It's interesting to know about the etymology for the words like in this words it comes from a proto-semitic origin "halak-" which means "to go" I'm a native Arabic speaker and this word means "to perish or to die". In Hebrew it means "to go" which is really close to the meaning of dying in English like when you say "She is gone". These things really excite me.
Also in hebrew sometimes you can use it with this meaning or use it with things with the meaning of losing them, but it's colloquial and uncommon. Also a very common word for dying is 'הלך לעולמו', literally 'went to his world'/
Akl in Arabic is to eat like Heb, but Halaak is perish. As in the well known verse of John's Gospel "For God so loved the world that he gave his only son, so that any one who believes in him would not PERISH but have eternal life" In Arabic "In hakaza aHabba Allah al 3alam, innahu bazala Ibnahu al wahid, li kay len YAHLIK ahad men yu'men bihi, wa lekin lehum al Hayat al abadiyya"
Are these verbs conjugated differently for 1st person, 2nd person, 3rd person, plural and also gender?
Is הולכת just for I am going/walking?
Yes אני הולך - if you're a man אני הולכת - if you're a woman הן הולכות - plural feminine הם הולכים plural masculine
That letter sounds like an English h. At ends of words, it is silent, unless it has a dot (mappiq) in it. Mappiq is the same as dagesh, but different function.
Dear Duolingo, please, add the infinitive form of the verb to the pop-up menu which is seen when you click on a verb.
Does "הלך" mean both "go" and "walk?" And is that the most normal common word for both?

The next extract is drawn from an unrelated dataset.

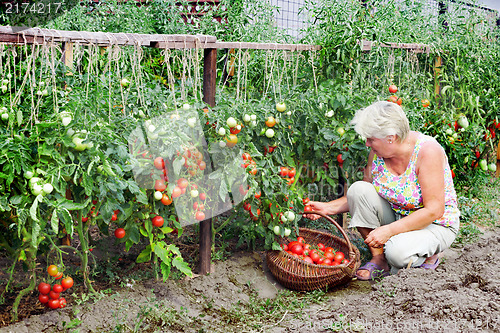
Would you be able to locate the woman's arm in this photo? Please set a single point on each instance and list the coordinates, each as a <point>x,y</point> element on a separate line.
<point>430,173</point>
<point>340,205</point>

Isn't this letter כ suppoused to sound like k? So why do i hear holekhet and not holeket?
The hebrew letter kaf can be pronounced k or ch as in Bach. In sacred writing a dagesh is shown to indicate the k sound. These vowels are not written in modern hebrew.
I wish they had niqqud. So much easier to figure out how to pronounce it.
They really need to do something about the volume of the woman's voice. I had to turn the volume up to full to hear her.
When is the Kaf pronounced Kh and not K? How many letters in Hebrew can make that characteristic KHHHHH sound?
In modern Hebrew, "ח" chet/Het and "כ" chaf and "ך" chaf sofit or final chaf make the "ch/kh" sound. Some Sephardic and Arabic speakers of Hebrew still pronounce the letters differently, though. "כ" is called "kaf" and pronounced "k" at the beginning of words and called "chaf" and pronounced "ch/kh" in the middle of words. There may be exceptions, but I can't think of any off the top of my head. It is always written "ך" and pronounced "ch/kh" at the end of words.